Semantic Extraction in PGF Using POS Tagged Data of Sanskrit

Smita Selot * Neeta Tripathi ** A.S. Zadgaonkar ***

* Reader, Department of CASSCET, Bhilai.

** Principal, GD Rungta College, Bhilai.

*** Vice Chancellor, CV Raman University, Bilaspur.

Abstract

Extraction of semantics from a text is vital application covering various field of artificial intelligence like natural language processing, knowledge representation, machine learning and so forth. Research work is being carried for languages in international platform like English, German, Chinese etc. In India also, research associated with Indian languages like Hindi, Tamil, Bengali and other regional languages is developing faster. In this paper, the researchers have emphasized upon the use of Sanskrit language for semantic extraction. Sanskrit, being an order free language with systematic grammar gives an excellent opportunity for extracting semantic with higher efficiency. Panini, an ancient grammarian has introduced six Karakas (cases) to identify the semantic role of word in a sentence. These karkas are analyzed and applied for semantic extraction from the Sanskrit text. Input sentences are first converted into syntactic structure, these syntactic structures are then used for semantic analysis. The syntactic structures are present in Part of Speech (POS) tagged form and various features of this tagged data is analyzed to extract semantic role of the word in a sentence. Finally, semantic label of each word of a sentence are stored in frames called case frames, which act as a knowledge representation tool. So mapping of input POS tagged data to semantic tagged data is done and case frames are generated. Such system are useful in building question-answer based applications, machine learning, knowledge representation and information retrieval.

Keywords :

Part of Speech Tagger,
Panini Grammar Framework,
Semantic Analysis,
Semantic Role,
Multiple Case Occurrence,
Case Frames.

Introduction

Knowledge representation in the field of artificial intelligence, are techniques for facilitating extraction of semantics, so that meaning from the language can be deduced. Such representations are useful in drawing inferences and reasoning with the system. In most of the situations, semantic analysis is followed by syntactic analysis as grammatical information of a language gives a platform for further analysis. One of the representations of syntactic information of language is Part of Speech (POS) tagging .For input text, it identifies the noun, verb, adjective in a sentence with respect to grammar of that language. Using the parameters of POS tags, semantic information can be deduced and stored for information retrieval. This complete process is shown in Figure 1. Storehouse of knowledge representations are then used for reasoning and information retrieval. Many knowledge representation tools like frames, semantic net, conceptual dependencies are used for same. Out of these, semantic net and conceptual dependencies represent the semantic relation of words with action entity, verb. Some of the semantic relations are agent, object instrument etc. All these tools are developed for English language. These concept can be extended to other languages too, and many research organizations of India like JNU, CDAC, IIT Hyderabad, IIT's are making effort in same direction. Dependency trees are also semantic representation of input text of any language. Building lexicalized parser for same is given by Oliver(2008). Dependency structures are also the means of semantic analysis. A graph based model has also been introduced by Sangal.

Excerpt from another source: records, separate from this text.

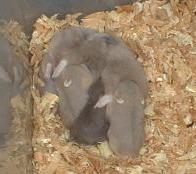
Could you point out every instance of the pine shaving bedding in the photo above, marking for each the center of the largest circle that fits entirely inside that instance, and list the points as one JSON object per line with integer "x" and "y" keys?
{"x": 164, "y": 36}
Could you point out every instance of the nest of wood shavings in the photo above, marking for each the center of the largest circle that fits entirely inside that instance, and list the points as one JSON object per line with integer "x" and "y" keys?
{"x": 164, "y": 36}
{"x": 16, "y": 156}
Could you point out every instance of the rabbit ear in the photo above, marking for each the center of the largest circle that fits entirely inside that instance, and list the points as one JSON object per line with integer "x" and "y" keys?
{"x": 103, "y": 101}
{"x": 60, "y": 67}
{"x": 4, "y": 75}
{"x": 48, "y": 71}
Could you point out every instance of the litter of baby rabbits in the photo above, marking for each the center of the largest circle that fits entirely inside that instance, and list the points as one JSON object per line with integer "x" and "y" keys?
{"x": 163, "y": 35}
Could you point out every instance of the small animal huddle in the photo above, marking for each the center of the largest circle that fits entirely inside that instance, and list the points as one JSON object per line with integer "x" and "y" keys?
{"x": 101, "y": 87}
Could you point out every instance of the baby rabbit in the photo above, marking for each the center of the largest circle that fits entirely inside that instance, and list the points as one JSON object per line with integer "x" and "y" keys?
{"x": 104, "y": 55}
{"x": 126, "y": 116}
{"x": 91, "y": 126}
{"x": 72, "y": 87}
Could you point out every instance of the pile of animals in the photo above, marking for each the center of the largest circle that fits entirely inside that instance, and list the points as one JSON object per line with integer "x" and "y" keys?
{"x": 101, "y": 87}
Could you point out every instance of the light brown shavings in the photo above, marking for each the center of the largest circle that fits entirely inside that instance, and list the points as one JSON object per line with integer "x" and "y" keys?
{"x": 163, "y": 35}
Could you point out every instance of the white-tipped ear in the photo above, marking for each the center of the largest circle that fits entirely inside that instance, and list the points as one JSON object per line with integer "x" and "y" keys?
{"x": 16, "y": 74}
{"x": 120, "y": 100}
{"x": 67, "y": 83}
{"x": 103, "y": 101}
{"x": 48, "y": 71}
{"x": 4, "y": 75}
{"x": 60, "y": 67}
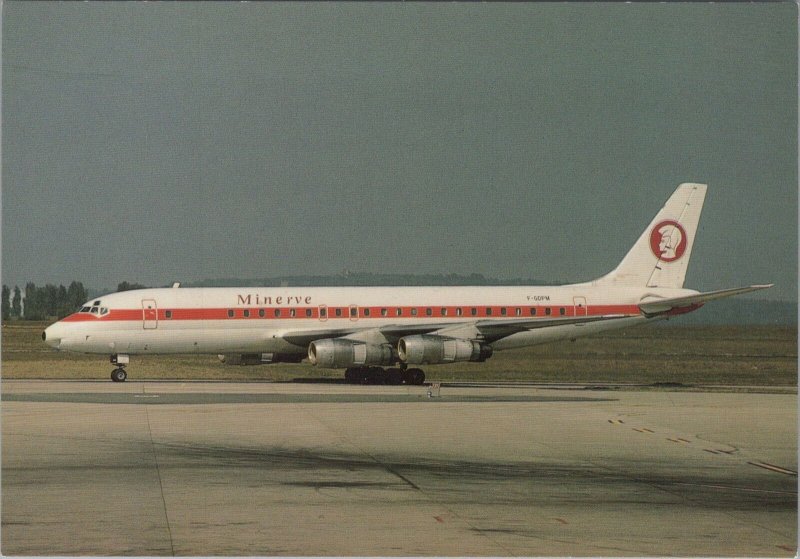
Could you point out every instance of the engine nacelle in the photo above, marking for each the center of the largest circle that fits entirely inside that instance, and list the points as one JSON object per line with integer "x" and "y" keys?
{"x": 338, "y": 353}
{"x": 259, "y": 358}
{"x": 416, "y": 350}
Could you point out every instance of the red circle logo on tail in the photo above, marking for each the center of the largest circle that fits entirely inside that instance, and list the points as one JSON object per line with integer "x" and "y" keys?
{"x": 668, "y": 240}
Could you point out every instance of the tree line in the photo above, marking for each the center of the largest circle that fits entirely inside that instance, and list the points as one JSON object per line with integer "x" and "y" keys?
{"x": 49, "y": 301}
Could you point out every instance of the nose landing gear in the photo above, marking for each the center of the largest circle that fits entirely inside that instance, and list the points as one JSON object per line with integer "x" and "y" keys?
{"x": 119, "y": 374}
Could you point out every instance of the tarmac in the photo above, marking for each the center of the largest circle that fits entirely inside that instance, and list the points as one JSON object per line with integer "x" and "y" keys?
{"x": 196, "y": 468}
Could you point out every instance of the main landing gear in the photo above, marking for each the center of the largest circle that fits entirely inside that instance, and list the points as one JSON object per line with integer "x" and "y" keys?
{"x": 119, "y": 374}
{"x": 379, "y": 375}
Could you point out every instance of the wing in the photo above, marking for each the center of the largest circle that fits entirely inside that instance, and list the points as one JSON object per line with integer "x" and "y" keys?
{"x": 684, "y": 304}
{"x": 484, "y": 330}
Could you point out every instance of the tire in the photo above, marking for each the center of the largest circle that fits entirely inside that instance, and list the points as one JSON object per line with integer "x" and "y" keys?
{"x": 415, "y": 376}
{"x": 394, "y": 376}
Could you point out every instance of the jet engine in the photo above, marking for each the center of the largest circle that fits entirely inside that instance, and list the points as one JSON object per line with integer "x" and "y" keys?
{"x": 416, "y": 350}
{"x": 259, "y": 358}
{"x": 338, "y": 353}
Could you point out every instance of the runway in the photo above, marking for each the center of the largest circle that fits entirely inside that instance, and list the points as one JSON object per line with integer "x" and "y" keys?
{"x": 155, "y": 468}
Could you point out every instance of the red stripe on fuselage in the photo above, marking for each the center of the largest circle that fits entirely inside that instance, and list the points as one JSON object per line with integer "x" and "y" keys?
{"x": 467, "y": 312}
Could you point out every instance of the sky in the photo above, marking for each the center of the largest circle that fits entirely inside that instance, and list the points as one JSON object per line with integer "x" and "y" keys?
{"x": 153, "y": 143}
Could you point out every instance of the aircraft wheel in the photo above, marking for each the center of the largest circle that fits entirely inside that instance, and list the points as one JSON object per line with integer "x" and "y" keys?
{"x": 394, "y": 376}
{"x": 375, "y": 375}
{"x": 413, "y": 376}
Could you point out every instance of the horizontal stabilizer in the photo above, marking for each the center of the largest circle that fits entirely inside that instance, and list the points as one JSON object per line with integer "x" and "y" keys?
{"x": 656, "y": 306}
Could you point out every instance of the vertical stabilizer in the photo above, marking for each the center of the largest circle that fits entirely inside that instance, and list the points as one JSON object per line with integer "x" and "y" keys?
{"x": 661, "y": 255}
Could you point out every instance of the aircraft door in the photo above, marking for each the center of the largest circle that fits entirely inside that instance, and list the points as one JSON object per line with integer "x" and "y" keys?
{"x": 149, "y": 314}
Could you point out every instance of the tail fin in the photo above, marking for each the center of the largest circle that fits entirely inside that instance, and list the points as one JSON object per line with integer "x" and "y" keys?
{"x": 661, "y": 255}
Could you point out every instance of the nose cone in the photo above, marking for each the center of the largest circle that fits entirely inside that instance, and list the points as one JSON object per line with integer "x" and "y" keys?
{"x": 52, "y": 335}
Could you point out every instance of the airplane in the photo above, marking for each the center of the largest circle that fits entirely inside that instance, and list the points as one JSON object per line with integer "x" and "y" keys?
{"x": 364, "y": 329}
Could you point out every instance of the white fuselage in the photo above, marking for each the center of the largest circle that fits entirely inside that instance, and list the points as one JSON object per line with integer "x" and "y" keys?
{"x": 230, "y": 320}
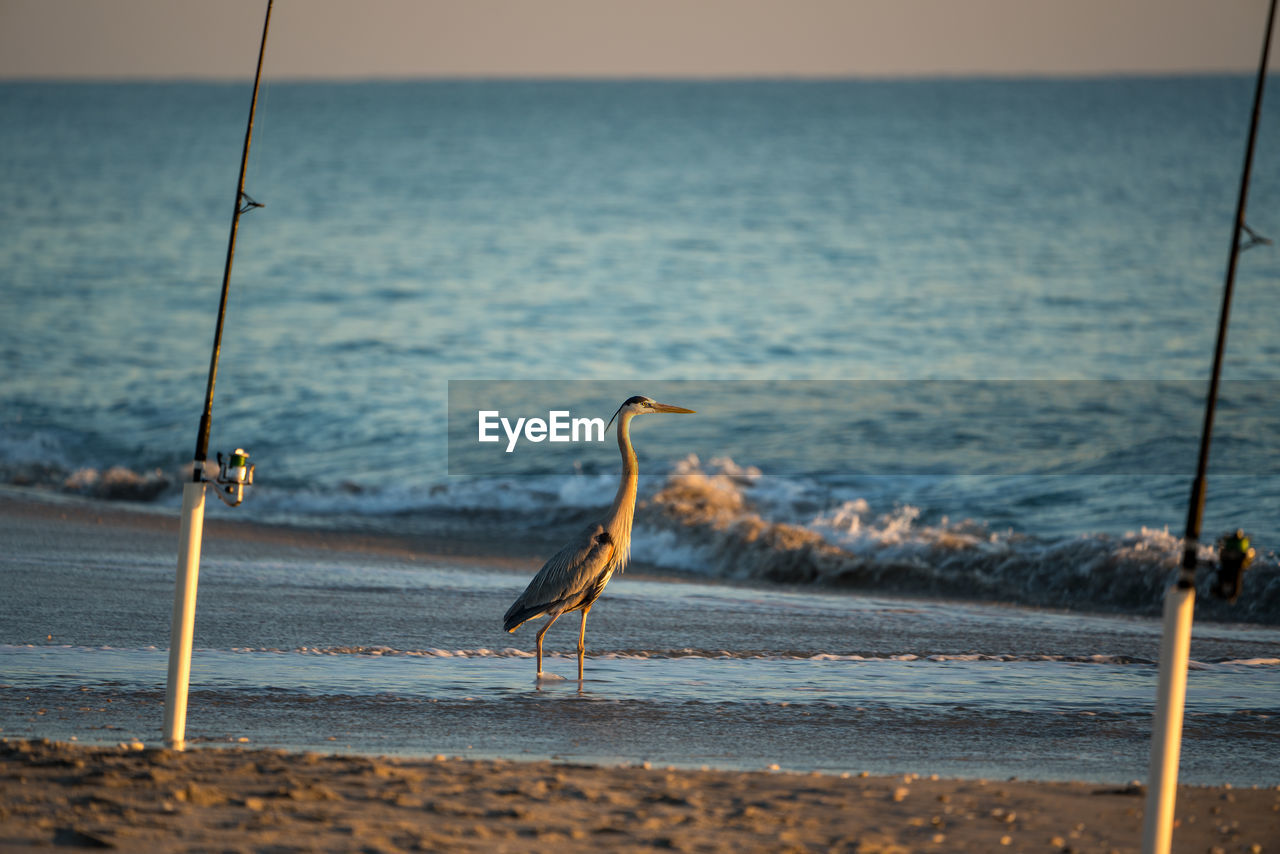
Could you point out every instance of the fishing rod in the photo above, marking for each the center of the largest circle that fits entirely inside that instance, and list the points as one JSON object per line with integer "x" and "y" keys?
{"x": 1235, "y": 552}
{"x": 229, "y": 483}
{"x": 243, "y": 202}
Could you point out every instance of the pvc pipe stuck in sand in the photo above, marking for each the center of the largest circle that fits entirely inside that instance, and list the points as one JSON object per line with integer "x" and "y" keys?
{"x": 183, "y": 624}
{"x": 1166, "y": 733}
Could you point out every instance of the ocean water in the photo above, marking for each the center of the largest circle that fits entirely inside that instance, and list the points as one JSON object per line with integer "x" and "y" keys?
{"x": 369, "y": 654}
{"x": 947, "y": 341}
{"x": 842, "y": 272}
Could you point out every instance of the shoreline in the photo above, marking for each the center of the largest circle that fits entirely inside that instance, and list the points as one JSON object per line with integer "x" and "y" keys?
{"x": 265, "y": 799}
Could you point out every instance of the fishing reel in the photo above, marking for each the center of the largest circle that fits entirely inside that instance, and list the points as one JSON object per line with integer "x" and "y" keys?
{"x": 1234, "y": 556}
{"x": 234, "y": 473}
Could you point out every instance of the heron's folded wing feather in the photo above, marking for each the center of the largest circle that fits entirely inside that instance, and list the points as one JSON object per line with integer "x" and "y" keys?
{"x": 565, "y": 576}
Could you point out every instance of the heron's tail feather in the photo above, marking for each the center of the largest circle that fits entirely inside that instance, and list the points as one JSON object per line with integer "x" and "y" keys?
{"x": 519, "y": 615}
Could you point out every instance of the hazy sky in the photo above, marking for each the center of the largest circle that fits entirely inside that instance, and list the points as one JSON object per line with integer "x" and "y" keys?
{"x": 626, "y": 37}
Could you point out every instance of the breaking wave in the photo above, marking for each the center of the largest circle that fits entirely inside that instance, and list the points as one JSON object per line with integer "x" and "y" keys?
{"x": 722, "y": 520}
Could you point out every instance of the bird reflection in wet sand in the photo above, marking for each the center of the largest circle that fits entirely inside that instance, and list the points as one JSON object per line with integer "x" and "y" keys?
{"x": 575, "y": 576}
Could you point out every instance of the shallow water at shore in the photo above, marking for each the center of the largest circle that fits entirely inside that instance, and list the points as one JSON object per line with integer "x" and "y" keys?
{"x": 374, "y": 654}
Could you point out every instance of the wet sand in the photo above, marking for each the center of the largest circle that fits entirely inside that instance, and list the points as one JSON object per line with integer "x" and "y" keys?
{"x": 137, "y": 799}
{"x": 216, "y": 799}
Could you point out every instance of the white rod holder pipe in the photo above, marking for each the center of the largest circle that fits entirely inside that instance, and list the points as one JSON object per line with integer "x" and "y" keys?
{"x": 1166, "y": 734}
{"x": 183, "y": 624}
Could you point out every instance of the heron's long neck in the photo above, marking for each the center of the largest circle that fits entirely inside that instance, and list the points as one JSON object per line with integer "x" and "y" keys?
{"x": 618, "y": 520}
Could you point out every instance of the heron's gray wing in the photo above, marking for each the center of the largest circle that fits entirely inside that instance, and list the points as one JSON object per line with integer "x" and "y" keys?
{"x": 565, "y": 578}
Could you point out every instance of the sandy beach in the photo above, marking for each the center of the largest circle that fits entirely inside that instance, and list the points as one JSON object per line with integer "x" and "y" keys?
{"x": 128, "y": 795}
{"x": 137, "y": 799}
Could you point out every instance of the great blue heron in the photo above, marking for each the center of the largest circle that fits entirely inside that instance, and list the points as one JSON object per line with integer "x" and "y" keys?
{"x": 575, "y": 576}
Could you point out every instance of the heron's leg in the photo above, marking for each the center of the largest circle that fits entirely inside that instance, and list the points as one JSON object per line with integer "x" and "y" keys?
{"x": 540, "y": 633}
{"x": 581, "y": 642}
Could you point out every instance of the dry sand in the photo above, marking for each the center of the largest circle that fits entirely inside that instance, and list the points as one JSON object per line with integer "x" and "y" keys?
{"x": 136, "y": 799}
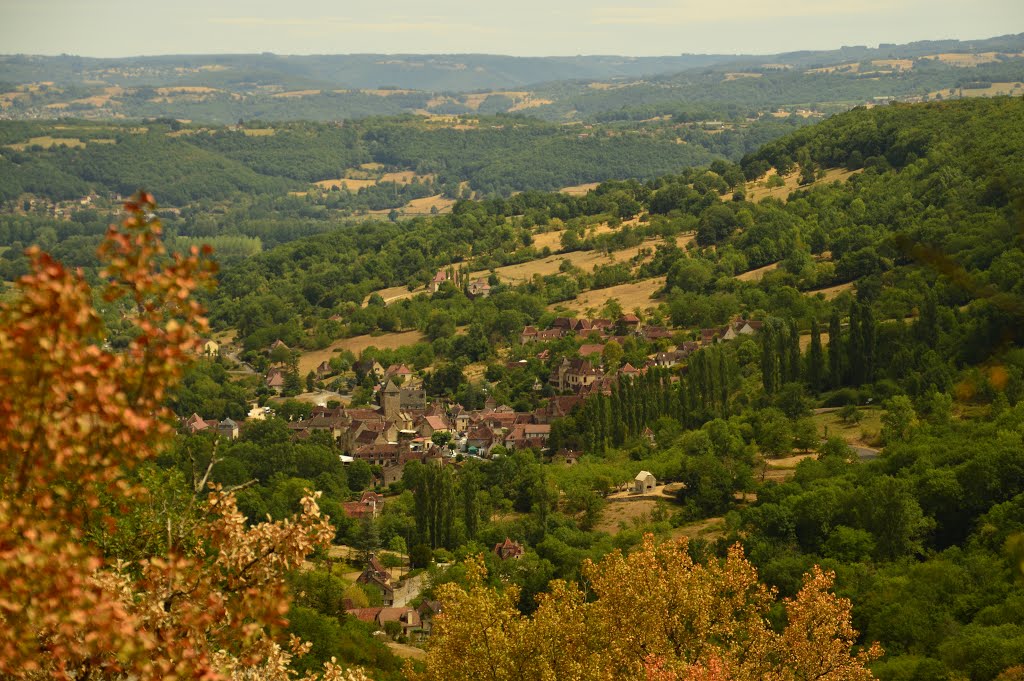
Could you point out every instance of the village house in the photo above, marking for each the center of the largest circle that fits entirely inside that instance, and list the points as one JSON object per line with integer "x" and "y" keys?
{"x": 478, "y": 288}
{"x": 644, "y": 482}
{"x": 573, "y": 375}
{"x": 195, "y": 424}
{"x": 428, "y": 610}
{"x": 527, "y": 435}
{"x": 275, "y": 379}
{"x": 370, "y": 504}
{"x": 508, "y": 549}
{"x": 211, "y": 348}
{"x": 377, "y": 577}
{"x": 227, "y": 428}
{"x": 369, "y": 368}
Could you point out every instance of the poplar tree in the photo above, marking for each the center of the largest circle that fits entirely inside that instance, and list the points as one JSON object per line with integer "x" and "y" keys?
{"x": 795, "y": 369}
{"x": 815, "y": 358}
{"x": 769, "y": 358}
{"x": 835, "y": 350}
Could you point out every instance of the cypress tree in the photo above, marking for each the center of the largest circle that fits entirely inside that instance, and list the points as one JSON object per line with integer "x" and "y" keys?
{"x": 928, "y": 324}
{"x": 835, "y": 350}
{"x": 815, "y": 359}
{"x": 782, "y": 350}
{"x": 723, "y": 382}
{"x": 867, "y": 342}
{"x": 795, "y": 369}
{"x": 769, "y": 358}
{"x": 854, "y": 347}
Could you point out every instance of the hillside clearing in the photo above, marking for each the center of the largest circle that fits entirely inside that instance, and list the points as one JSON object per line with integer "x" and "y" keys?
{"x": 356, "y": 344}
{"x": 636, "y": 295}
{"x": 756, "y": 274}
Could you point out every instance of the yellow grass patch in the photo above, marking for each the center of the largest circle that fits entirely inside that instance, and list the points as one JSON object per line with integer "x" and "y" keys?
{"x": 870, "y": 424}
{"x": 993, "y": 90}
{"x": 583, "y": 259}
{"x": 896, "y": 65}
{"x": 635, "y": 295}
{"x": 345, "y": 183}
{"x": 401, "y": 177}
{"x": 309, "y": 360}
{"x": 832, "y": 291}
{"x": 958, "y": 59}
{"x": 46, "y": 142}
{"x": 624, "y": 512}
{"x": 739, "y": 75}
{"x": 383, "y": 93}
{"x": 758, "y": 189}
{"x": 852, "y": 68}
{"x": 580, "y": 189}
{"x": 805, "y": 339}
{"x": 425, "y": 205}
{"x": 296, "y": 93}
{"x": 185, "y": 89}
{"x": 756, "y": 274}
{"x": 396, "y": 293}
{"x": 529, "y": 102}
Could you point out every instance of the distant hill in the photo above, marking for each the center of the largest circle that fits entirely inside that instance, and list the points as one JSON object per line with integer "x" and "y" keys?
{"x": 225, "y": 88}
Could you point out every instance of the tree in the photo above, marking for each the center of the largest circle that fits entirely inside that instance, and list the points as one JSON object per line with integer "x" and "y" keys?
{"x": 654, "y": 613}
{"x": 75, "y": 433}
{"x": 611, "y": 355}
{"x": 835, "y": 350}
{"x": 898, "y": 419}
{"x": 815, "y": 359}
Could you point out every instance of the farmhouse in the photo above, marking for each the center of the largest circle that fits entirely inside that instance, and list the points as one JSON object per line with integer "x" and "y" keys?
{"x": 508, "y": 549}
{"x": 644, "y": 482}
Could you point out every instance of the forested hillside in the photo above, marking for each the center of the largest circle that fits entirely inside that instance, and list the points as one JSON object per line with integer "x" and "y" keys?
{"x": 225, "y": 88}
{"x": 827, "y": 370}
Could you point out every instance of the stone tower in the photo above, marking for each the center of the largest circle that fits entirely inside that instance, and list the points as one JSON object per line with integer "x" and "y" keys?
{"x": 391, "y": 400}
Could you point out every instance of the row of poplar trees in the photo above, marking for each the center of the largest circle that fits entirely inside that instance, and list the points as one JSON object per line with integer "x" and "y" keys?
{"x": 705, "y": 390}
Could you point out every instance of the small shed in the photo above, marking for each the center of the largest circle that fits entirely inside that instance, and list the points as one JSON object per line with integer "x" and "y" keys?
{"x": 644, "y": 482}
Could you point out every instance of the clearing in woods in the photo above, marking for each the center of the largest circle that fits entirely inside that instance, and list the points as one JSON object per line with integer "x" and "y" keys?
{"x": 756, "y": 274}
{"x": 636, "y": 295}
{"x": 758, "y": 189}
{"x": 309, "y": 360}
{"x": 345, "y": 183}
{"x": 832, "y": 291}
{"x": 47, "y": 142}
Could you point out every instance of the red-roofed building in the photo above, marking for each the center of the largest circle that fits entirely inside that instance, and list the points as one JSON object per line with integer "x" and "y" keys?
{"x": 508, "y": 549}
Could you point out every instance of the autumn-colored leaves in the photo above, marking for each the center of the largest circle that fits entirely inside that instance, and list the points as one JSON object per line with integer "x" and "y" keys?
{"x": 76, "y": 419}
{"x": 653, "y": 613}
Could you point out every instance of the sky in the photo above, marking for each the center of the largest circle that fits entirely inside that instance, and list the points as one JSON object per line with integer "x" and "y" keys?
{"x": 534, "y": 28}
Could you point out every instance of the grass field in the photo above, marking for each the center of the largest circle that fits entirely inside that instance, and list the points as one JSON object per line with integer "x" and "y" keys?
{"x": 756, "y": 274}
{"x": 993, "y": 90}
{"x": 580, "y": 189}
{"x": 47, "y": 141}
{"x": 624, "y": 512}
{"x": 309, "y": 360}
{"x": 832, "y": 291}
{"x": 297, "y": 93}
{"x": 864, "y": 433}
{"x": 758, "y": 189}
{"x": 345, "y": 183}
{"x": 636, "y": 295}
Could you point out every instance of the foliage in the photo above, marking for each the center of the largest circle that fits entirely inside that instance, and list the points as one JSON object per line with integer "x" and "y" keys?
{"x": 652, "y": 609}
{"x": 82, "y": 420}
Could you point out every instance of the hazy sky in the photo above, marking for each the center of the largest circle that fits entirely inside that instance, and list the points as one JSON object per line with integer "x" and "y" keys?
{"x": 118, "y": 28}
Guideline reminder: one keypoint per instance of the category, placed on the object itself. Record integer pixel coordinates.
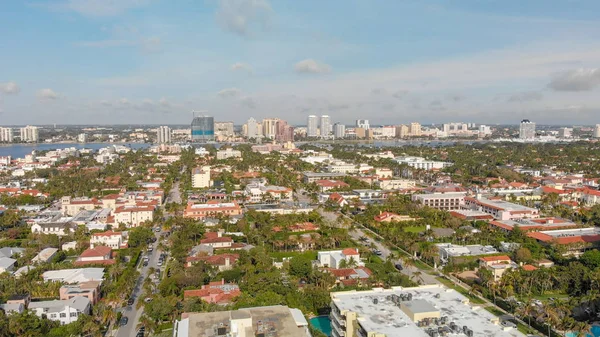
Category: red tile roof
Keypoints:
(495, 258)
(98, 251)
(350, 251)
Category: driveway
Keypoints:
(133, 314)
(423, 278)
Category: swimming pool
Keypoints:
(595, 332)
(322, 323)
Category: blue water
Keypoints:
(595, 332)
(322, 323)
(20, 150)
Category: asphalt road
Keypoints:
(133, 314)
(423, 278)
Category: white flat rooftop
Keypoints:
(560, 233)
(387, 318)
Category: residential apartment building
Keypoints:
(63, 311)
(257, 192)
(268, 321)
(396, 184)
(90, 290)
(224, 129)
(498, 265)
(442, 201)
(333, 258)
(422, 163)
(201, 177)
(133, 215)
(417, 311)
(339, 130)
(500, 209)
(325, 126)
(212, 209)
(114, 240)
(30, 134)
(6, 135)
(163, 135)
(228, 153)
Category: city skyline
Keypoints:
(86, 62)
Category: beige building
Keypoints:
(133, 216)
(402, 131)
(415, 129)
(201, 177)
(414, 312)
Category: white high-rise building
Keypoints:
(415, 129)
(253, 129)
(325, 126)
(312, 126)
(6, 135)
(484, 129)
(597, 131)
(224, 129)
(270, 127)
(163, 135)
(527, 129)
(565, 132)
(201, 177)
(339, 130)
(30, 134)
(362, 123)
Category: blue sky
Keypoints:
(154, 61)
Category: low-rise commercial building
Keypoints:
(415, 312)
(500, 209)
(274, 320)
(63, 311)
(212, 209)
(441, 201)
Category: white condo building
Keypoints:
(312, 126)
(325, 126)
(339, 130)
(362, 123)
(201, 177)
(527, 129)
(30, 134)
(6, 135)
(269, 126)
(163, 135)
(253, 129)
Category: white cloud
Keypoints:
(526, 96)
(243, 17)
(230, 93)
(9, 88)
(576, 80)
(248, 101)
(151, 44)
(47, 94)
(311, 66)
(238, 66)
(95, 7)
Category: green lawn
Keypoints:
(278, 256)
(415, 229)
(461, 290)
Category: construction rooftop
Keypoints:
(271, 321)
(384, 312)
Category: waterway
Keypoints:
(21, 150)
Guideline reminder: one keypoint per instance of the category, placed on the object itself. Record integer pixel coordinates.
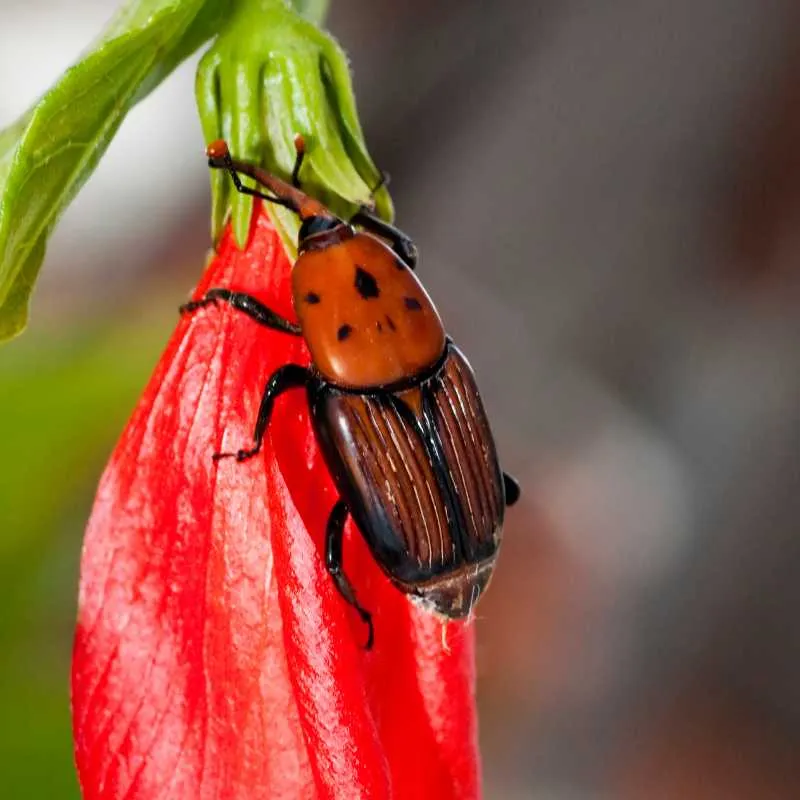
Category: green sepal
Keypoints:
(269, 75)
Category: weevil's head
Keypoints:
(318, 231)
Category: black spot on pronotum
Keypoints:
(366, 285)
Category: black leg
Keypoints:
(512, 489)
(247, 304)
(300, 148)
(402, 244)
(226, 162)
(291, 376)
(333, 557)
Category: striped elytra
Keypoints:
(418, 470)
(394, 404)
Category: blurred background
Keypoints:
(606, 197)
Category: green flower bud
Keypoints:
(270, 75)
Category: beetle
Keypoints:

Sanskrit is one of the ancient languages with very strong grammatical structure as given by Panini [Bharati(2007), Huet (2003),Kak(1987). It has also been shown that this language is rule based language, hence very efficient for computer processing and semantic analysis. Knowledge representation using Sanskrit is efficiently explained by Brigs(1995). Nearly 4000 rules(sutras) are give in Panini AsthdhyayiHuet (2003) ,Kak (1987). Through this paper an effort is made to analyze POS tagged data and generate a knowledge representation structure called case frames. POS tagged data developed at Jawaharlal University is used.

This paper focuses on analysis of POS tags of Sanskrit text for case frame generation which stores the role of word in sentence as agent, object etc. These case frames can then be used for information retrieval like question answer based system.

For the generation of case frames, rules are identified and implemented during semantic extraction of the POS tags. Algorithm is designed for the same and tested for corpus of data.

1. Part of Speech Tagging

The guideline of the tagset is as given by Dr Chandrashekhar, JNU, Jha (2007). For annotating Sanskrit text with Parts-of-Speech (POS) tags, a hierarchical POS tags set framework is designed at Special Centre for Sanskrit Studies, JNU, New Delhi (Jha (2007)). The brief description of the tagset used is given in Table 1.

Figure 1. Inter relation of domains of artificial Intelligence

Figure 2. Architecture for System

2. Algorithm For Semantic Analysis and Case Frame Generation

Algorithm: Algorithm for semantic tagging of data is achieved by scanning the data from left to right and picking up the parameters from POS tagged data. These parameters include grammatical information of the words like category, gender, vibhakti, number etc. They are analyzed and rules are framed for semantic analysis for generation of case frames, which is a knowledge representation tool. These case frames can be gathered and processed for the information retrieval. Such tool can be used to develop a better understanding of the language and can assist in developing applications like question answer system, machine learning etc.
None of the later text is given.